Plasmid DNA with two resistance genes (nptI and aadA) and regions of high DNA similarity to 16S rRNA and 23S rRNA genes present in a broad range of bacterial species present in the GIT, were constructed and added to standard rat feed. Six rats, with a normal microbiota, were fed DNA containing pellets daily over four days before sampling of the microbiota from the different GI compartments (stomach, small intestine, cecum and colon). In addition, two rats were included as negative controls. Antibiotic resistant colonies growing on selective media were screened for recombination with feed introduced DNA by PCR targeting unique sites in the putatively recombined regions. No transformants were identified among 441 tested isolates.
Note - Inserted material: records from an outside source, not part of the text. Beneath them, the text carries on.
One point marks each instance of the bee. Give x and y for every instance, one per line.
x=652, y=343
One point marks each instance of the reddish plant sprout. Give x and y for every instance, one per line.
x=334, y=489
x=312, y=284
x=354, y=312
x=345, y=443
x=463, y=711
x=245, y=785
The analyses showed that extensive ingestion of DNA (100 μg plasmid) per day did not lead to increased proportions of kanamycin resistant bacteria, nor did it produce detectable transformants among the aerobic microbiota examined for 6 rats (detection limit < 1 transformant per 1,1 × 108 cultured bacteria). The key methodological challenges to HGT detection in animal feedings trials are identified and discussed. This study is consistent with other studies suggesting natural transformation is not detectable in the GIT of mammals.